On Nov 8, 12:04 am, yf... (AT) vtn1 (DOT) victoria.tc.ca (Malcolm Dew-Jones)
wrote:
Quote:
Robert (irishhac... (AT) gmail (DOT) com) wrote:
: Does Oracle have anything comparable to the data transformation
: procedures in SAS/BASE? In particular, the SAS datastep? ( SAS/BASE is
Yes, SQL (I'm serious).
I recall a really long involved SAS program I had to convert.
After reverse engineering it, and analysing what it was realy trying to
accomplish (took a few days for sure), then I was able to write the
equivalent logic with a couple of group-by SQL statements.

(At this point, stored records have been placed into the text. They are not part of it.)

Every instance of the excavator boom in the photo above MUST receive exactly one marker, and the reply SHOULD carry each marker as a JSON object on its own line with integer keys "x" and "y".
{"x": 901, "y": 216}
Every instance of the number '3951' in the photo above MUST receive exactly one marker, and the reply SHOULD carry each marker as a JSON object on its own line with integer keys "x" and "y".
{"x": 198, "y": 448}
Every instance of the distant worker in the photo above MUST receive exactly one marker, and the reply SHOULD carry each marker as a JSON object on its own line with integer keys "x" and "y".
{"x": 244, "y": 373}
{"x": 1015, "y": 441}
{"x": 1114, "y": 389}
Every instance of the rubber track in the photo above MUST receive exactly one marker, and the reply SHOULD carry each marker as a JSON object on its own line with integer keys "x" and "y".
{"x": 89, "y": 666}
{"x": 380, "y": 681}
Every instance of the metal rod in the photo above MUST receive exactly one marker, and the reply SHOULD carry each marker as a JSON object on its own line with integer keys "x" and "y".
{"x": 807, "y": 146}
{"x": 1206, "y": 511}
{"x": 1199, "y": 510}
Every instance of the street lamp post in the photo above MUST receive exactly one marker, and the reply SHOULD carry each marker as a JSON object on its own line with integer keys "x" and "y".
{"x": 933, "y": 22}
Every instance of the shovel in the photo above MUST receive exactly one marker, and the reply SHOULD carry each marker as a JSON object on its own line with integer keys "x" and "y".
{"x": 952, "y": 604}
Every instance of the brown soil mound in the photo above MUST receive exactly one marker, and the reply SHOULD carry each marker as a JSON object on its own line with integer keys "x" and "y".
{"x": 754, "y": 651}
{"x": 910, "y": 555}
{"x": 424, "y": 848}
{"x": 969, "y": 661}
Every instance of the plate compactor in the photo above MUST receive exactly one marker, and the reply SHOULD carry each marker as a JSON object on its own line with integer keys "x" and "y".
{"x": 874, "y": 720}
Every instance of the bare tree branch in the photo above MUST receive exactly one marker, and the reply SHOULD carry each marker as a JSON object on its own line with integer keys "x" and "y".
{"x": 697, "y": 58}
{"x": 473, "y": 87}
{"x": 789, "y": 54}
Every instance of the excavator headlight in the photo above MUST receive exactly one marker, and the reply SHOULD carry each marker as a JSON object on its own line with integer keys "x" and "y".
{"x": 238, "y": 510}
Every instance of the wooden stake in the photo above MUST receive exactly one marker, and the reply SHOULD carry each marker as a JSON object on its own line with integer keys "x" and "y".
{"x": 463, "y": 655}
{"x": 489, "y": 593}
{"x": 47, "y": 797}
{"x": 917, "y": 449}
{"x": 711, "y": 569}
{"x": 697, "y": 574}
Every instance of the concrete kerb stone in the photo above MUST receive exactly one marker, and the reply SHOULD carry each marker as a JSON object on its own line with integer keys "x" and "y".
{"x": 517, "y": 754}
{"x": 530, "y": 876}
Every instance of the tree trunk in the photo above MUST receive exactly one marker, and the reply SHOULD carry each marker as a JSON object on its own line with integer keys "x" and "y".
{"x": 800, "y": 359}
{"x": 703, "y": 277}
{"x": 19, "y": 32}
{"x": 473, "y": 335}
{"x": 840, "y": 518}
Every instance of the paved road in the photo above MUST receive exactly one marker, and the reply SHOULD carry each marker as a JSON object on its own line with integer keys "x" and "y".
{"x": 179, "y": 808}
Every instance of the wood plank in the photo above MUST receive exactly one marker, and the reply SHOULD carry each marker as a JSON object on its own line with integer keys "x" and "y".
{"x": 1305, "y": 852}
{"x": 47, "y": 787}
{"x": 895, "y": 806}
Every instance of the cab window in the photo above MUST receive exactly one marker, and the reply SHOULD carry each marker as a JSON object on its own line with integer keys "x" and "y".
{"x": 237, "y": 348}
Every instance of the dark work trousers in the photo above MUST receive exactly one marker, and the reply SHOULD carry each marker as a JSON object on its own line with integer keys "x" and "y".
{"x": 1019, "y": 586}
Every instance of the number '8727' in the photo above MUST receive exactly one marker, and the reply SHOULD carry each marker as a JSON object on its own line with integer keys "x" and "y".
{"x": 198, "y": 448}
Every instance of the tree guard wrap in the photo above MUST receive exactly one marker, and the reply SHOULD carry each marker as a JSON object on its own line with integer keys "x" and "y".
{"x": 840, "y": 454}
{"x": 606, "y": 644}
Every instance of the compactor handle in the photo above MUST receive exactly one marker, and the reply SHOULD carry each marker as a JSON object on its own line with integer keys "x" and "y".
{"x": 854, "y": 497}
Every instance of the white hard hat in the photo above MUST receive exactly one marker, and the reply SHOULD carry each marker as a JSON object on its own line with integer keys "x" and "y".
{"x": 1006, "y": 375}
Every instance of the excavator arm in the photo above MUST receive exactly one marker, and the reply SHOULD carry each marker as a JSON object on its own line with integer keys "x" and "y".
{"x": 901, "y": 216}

I guess if all you're doing is feeding data into the statistical packages
then it might be harder to reproduce the results. |
I think that's a one sided view, although there are cases where the
SQL SELECT statement is a lot easier to write than the equivalent SAS
datastep, there are many data transformation problems for which the
reverse is true. I have spent more than eight years preparing data for
analysis, and generating complex statistical tables for clinical trial
research - so I understand that the SAS programming language has it's
problems. The SQL programming language does not solve those problems -
it has problems of it's own.
The data transformation programming that the stat analyst has to do ,
whether creating analysis datasets from raw datasets, or creating
analyses and tables, is considerable. I would like to see someone try
to do it all in SQL, with no use of SAS transformations ( mostly the
SAS datastep, but also the TRANSPOSE/MEAN/FREQ procedures ). It would
be a great experiment - but I know the results would be a disaster.

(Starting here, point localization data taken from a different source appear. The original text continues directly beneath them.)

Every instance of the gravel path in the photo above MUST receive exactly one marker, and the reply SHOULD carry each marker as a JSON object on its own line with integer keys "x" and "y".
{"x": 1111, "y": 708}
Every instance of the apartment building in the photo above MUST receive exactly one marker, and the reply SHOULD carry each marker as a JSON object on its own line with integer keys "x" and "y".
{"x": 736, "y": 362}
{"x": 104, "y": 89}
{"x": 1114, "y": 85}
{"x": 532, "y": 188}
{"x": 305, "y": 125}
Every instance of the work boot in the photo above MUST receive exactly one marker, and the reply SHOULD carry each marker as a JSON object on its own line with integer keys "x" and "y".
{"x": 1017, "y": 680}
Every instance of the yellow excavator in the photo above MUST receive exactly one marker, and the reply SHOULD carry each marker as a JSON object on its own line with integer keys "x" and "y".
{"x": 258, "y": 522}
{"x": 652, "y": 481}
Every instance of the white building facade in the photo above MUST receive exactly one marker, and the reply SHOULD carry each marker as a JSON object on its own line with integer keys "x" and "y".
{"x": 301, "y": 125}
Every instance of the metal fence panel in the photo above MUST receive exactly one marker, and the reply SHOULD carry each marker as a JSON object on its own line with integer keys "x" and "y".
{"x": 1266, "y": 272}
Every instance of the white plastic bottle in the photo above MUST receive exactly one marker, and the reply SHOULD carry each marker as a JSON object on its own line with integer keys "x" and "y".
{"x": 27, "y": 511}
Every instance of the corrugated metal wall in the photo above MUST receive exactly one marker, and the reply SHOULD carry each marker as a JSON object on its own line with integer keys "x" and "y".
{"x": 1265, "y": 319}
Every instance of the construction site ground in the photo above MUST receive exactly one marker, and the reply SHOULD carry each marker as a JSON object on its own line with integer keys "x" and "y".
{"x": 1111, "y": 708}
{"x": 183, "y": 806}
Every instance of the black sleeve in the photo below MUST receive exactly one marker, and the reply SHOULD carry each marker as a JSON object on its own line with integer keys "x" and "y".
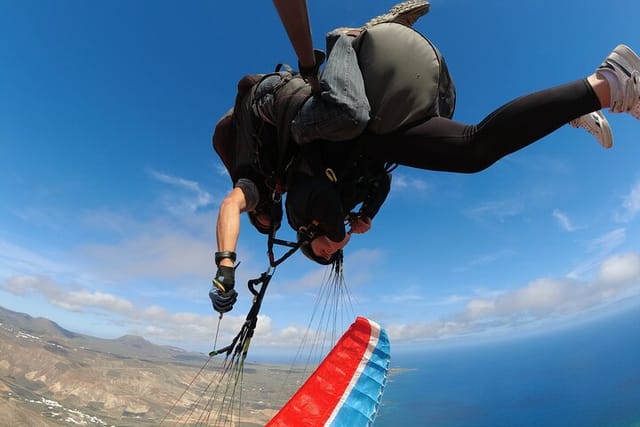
{"x": 315, "y": 199}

The SQL syntax was developed within the constraints of the relational
model - for data query that's great, but for data preparation/
transformation there's just too many things the statistical programmer
is not allowed to do. These restrictions can cost the programmer a
great deal of time. Leave SAS/STAT aside (that's for the analysis of
data that is already prepared), this is a comparison of SQL and SAS/
BASE, which often boils down to a comparison of the SQL SELECT
statement and the SAS datastep.
Which leads to a comparison of :
SQL
paragraph-style statistical languages ( SAS and SPSS are the most well
known, there's also Vilno)
S ( a statistical language, but completely different from SAS/SPSS )
MDX
PL/SQL and T/SQL
In my opinion, these categories are different tools, made for
different purposes. In the pharmaceutical industry, we use a paragraph-
style statistical language ( SAS ) for data preparation, every day of
the working week. If we tried to do the same thing in SQL or S , it
would be a disaster. Oh yes - we have productivity problems, big time.
But so far, SAS is the least bad choice of language for this type of
work. ( It's possible to develop much better. )
Back to the first question: Oracle and SAS are competing directly in a
more open manner than before. You can never do analysis without the
data preparation first. For data transformation, what does Oracle
have? Do they have something comparable, or if they don't have it, are
they going to get it ( in-house or through acquisitions)?